Börsenwoche: Brillianter Januar, US-Importzölle, Deepseek-Schock
Bildquelle: Tichys Einblick

Eigentlich hätte es eine hervorragende Woche für Amerikas Tech-Konzerne werden können: Apple, Meta und Microsoft, die als Erste ihre Quartalsergebnisse vermeldeten, verzeichneten alle ein starkes Weihnachtsgeschäft. Speziell Apple und Meta erzielten zwischen Oktober und Dezember neue Umsatzrekorde mit 124 Milliarden beziehungsweise 48,4 Milliarden Dollar.

Doch ob auch die Zukunft so rosig sein wird, ist seit einigen Tagen nicht mehr so klar. Das Anfang der Woche vorgestellte KI-Modell der chinesischen Firma Deepseek hat den Tech-Sektor mehr oder weniger heftig durchgeschüttelt.

Tatsächlich geht es um sehr viel Geld. Dabei herrschte bislang die Überzeugung, dass die teuerste Künstliche Intelligenz auch die leistungsfähigste sei, haben die Unternehmen in jüngster Zeit enorme Summen in die Entwicklung der Infrastruktur und das Training der Modelle gesteckt. Allein bei Meta und Microsoft waren es zwischen Oktober und Dezember zusammengerechnet 37,4 Milliarden Dollar. Deepseek hat diese Überzeugung erschüttert, denn wenn es stimmt, was man über den niedrigen Entwicklungsaufwand hört, sind die Hürden für den Markteintritt gerade erheblich gesenkt worden. Entsprechend sanken mit Ausnahme von Apple die Kurse der BigTech-Aktien.

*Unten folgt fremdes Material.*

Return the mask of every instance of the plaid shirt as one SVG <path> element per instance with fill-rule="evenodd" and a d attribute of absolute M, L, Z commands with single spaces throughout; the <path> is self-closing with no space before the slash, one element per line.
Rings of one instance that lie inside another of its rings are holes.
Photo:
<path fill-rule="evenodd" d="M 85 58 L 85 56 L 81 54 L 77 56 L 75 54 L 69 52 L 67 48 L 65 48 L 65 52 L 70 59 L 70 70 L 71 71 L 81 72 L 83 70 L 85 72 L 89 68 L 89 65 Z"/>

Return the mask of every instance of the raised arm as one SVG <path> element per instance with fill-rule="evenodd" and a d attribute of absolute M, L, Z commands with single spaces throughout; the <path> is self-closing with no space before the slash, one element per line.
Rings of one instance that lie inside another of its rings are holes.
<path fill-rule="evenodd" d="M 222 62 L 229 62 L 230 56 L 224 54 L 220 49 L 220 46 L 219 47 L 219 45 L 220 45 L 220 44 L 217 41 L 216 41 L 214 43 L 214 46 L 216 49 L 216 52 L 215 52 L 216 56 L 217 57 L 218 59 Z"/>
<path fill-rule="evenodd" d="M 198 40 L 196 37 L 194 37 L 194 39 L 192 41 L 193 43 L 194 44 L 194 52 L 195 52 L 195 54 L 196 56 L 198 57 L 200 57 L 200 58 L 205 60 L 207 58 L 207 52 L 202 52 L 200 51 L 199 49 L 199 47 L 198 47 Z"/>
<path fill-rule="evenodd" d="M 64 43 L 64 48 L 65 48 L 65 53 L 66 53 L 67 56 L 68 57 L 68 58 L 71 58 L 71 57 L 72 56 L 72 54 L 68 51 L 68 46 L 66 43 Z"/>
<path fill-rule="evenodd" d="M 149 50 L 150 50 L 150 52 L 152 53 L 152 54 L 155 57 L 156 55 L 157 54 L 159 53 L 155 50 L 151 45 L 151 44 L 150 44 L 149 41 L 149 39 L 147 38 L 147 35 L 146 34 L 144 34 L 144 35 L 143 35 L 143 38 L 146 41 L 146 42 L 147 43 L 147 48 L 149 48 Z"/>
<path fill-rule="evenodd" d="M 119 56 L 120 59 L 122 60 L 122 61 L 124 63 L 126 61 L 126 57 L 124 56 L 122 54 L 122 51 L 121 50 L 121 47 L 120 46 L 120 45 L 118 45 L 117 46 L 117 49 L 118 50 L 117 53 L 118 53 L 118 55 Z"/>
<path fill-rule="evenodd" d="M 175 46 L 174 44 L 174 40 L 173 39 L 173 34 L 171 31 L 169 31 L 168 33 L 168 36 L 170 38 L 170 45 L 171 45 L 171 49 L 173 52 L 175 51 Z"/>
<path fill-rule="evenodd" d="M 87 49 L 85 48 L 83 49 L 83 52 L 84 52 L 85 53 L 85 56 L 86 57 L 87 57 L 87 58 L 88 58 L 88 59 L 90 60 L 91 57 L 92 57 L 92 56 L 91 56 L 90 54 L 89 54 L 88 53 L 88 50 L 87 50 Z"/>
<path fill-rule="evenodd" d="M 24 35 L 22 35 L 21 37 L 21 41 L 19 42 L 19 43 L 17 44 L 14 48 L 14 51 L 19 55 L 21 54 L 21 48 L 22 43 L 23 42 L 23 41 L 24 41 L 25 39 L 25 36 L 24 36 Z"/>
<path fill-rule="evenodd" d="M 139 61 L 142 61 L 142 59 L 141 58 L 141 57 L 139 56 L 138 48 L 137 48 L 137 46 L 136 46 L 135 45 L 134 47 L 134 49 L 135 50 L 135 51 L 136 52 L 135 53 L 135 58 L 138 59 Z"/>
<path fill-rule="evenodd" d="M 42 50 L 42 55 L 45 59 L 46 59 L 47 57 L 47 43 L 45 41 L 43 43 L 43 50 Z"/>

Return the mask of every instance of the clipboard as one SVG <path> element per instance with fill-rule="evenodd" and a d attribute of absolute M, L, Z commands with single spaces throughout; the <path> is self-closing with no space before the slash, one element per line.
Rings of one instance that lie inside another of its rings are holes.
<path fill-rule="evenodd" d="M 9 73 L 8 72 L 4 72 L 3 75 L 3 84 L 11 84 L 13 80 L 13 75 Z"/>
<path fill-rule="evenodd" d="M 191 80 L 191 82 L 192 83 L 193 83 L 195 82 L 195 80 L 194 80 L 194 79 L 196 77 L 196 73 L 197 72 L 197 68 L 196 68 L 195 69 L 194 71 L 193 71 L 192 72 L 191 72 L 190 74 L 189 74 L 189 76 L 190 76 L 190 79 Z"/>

Gleichwohl gab sich der Meta-Konzern am Mittwoch bei der Präsentation seiner Quartalszahlen sehr selbstbewusst. Der Konzern hat seinen Gewinn gegenüber 2023 um 49 Prozent auf 20,8 Milliarden Dollar gesteigert. Anders als Deepseek habe man Milliarden von Kunden, die man addressieren könne.